Limburg – Die mit den hohen Temperaturen verbundene Schneeschmelze und anhaltender Regen in der Nacht von Donnerstag auf Freitag haben im Nassauer Land für Hochwasser gesorgt. "Das Hauptaugenmerk liegt bei den Gemeinden am Elbbach", so Kreisbrandinspektor Georg Hauch. Gegen Freitagabend (29.01.2021) hatte er insgesamt 104 Einsätze im Landkreis Limburg-Weilburg gezählt - die meisten in Waldbrunn (30), Dornburg (16) und Hadamar (15). Es folgten Mengerskirchen (9) und Elbtal (7). 71 davon waren vollgelaufene Keller.

Hochwasser im Kreis Limburg-Weilburg: Feuerwehren sind im Dauereinsatz

Schlimm hat es die Ortsteile von Waldbrunn am Kerkerbach und Lasterbach erwischt. Los ging es mit einem ersten Anruf bei der Feuerwehr um 23.30 Uhr. Ein Keller in Hausen war vollgelaufen. Ab 3 Uhr waren die Feuerwehrleute dann permanent gefordert. Die Einsätze sollten bis in die späten Nachmittagsstunden dauern - und ganz ist die Hochwassergefahr in der Region auch noch nicht gebannt. An der Lahn werden die Höchststände erst für das Wochenende erwartet.
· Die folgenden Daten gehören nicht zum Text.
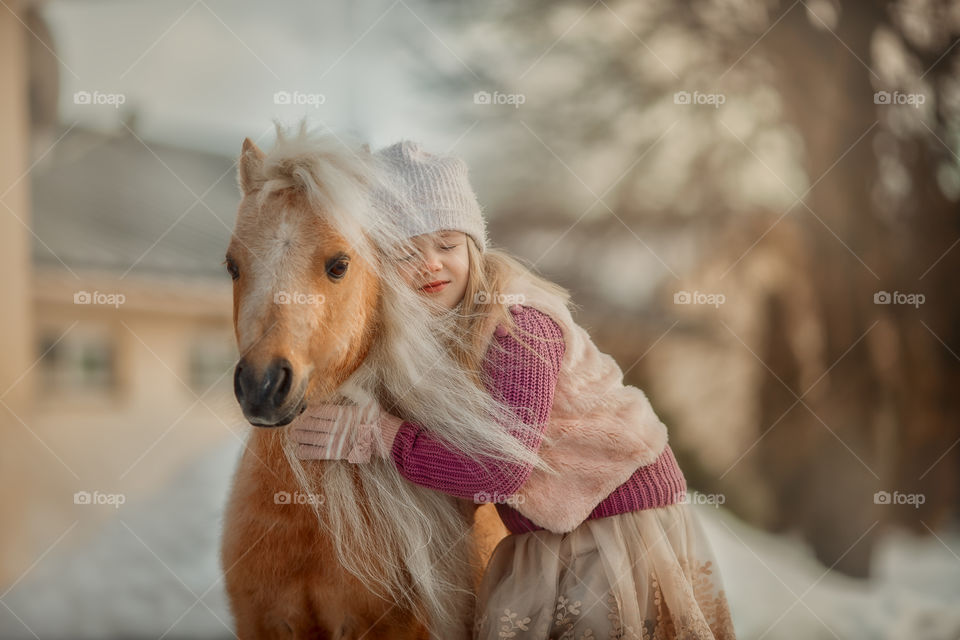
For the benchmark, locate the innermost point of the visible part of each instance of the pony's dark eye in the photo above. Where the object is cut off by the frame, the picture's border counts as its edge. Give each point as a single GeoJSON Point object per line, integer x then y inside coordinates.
{"type": "Point", "coordinates": [337, 268]}
{"type": "Point", "coordinates": [232, 268]}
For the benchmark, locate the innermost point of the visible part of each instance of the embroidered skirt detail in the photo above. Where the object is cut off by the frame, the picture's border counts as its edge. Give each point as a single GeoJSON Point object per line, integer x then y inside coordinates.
{"type": "Point", "coordinates": [639, 575]}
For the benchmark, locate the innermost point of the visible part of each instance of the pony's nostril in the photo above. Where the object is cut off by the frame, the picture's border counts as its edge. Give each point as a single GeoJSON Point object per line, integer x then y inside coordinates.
{"type": "Point", "coordinates": [237, 385]}
{"type": "Point", "coordinates": [284, 382]}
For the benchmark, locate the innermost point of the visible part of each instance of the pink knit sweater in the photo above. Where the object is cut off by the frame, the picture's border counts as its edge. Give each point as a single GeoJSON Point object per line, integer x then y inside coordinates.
{"type": "Point", "coordinates": [526, 383]}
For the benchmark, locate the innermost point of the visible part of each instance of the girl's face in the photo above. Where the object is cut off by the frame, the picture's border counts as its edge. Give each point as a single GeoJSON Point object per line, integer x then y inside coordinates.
{"type": "Point", "coordinates": [440, 267]}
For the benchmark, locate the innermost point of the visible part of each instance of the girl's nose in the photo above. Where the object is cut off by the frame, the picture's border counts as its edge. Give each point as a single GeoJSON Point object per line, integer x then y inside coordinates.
{"type": "Point", "coordinates": [430, 263]}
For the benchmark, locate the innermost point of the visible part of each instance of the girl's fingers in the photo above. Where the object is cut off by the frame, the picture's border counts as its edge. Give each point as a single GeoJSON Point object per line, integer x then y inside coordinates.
{"type": "Point", "coordinates": [316, 423]}
{"type": "Point", "coordinates": [325, 411]}
{"type": "Point", "coordinates": [310, 452]}
{"type": "Point", "coordinates": [311, 437]}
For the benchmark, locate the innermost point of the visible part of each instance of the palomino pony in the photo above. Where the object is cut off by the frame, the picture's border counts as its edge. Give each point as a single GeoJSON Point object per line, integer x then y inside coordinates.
{"type": "Point", "coordinates": [330, 549]}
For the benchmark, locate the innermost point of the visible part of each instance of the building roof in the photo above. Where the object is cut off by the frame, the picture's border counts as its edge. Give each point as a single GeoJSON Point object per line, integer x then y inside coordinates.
{"type": "Point", "coordinates": [111, 202]}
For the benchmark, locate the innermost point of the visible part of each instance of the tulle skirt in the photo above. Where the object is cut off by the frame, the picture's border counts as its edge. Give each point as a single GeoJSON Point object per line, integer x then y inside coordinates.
{"type": "Point", "coordinates": [643, 574]}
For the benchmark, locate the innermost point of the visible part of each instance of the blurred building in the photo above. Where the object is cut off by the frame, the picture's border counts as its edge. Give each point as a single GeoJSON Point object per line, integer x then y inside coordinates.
{"type": "Point", "coordinates": [117, 329]}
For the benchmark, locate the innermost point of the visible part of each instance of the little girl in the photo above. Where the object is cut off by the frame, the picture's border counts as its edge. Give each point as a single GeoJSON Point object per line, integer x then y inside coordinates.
{"type": "Point", "coordinates": [607, 547]}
Schon nachts mussten die Einsatzkräfte im Neubaugebiet in Lahr mit einem Bagger einen Notgraben ziehen, damit die Wassermassen abfließen konnten. Da weitere Alarmierungen dazu kamen, wurde eine Technische Einsatzleitung gegründet, die zum Teil 20 Einsätze zeitgleich koordinierte. Eingebunden wurden die Mitarbeiter des Bauhofs, die in ihrer Halle 2000 Sandsäcke füllten und nach einem Aufruf von Bürgermeister Peter Blum (parteilos) von freiwilligen Helferinnen und Helfer unterstützt wurden.

Am schlimmsten traf es zunächst Lahr, wo nicht nur der Kindergarten und die Unterkirche unter Wasser standen. Nach Informationen von Schorsch Schäfer soll es auch einen Kurzschluss in einer Trafostation in der Nähe der Kirche gegeben haben. Dieser hatte einen stundenlangen Stromausfall zur Folge, der später durch die Syna-Mitarbeiter behoben wurde. In Lahr brachte sich ein Bauunternehmer mit einem Bagger ein, der den Kerkerbach frei baggerte.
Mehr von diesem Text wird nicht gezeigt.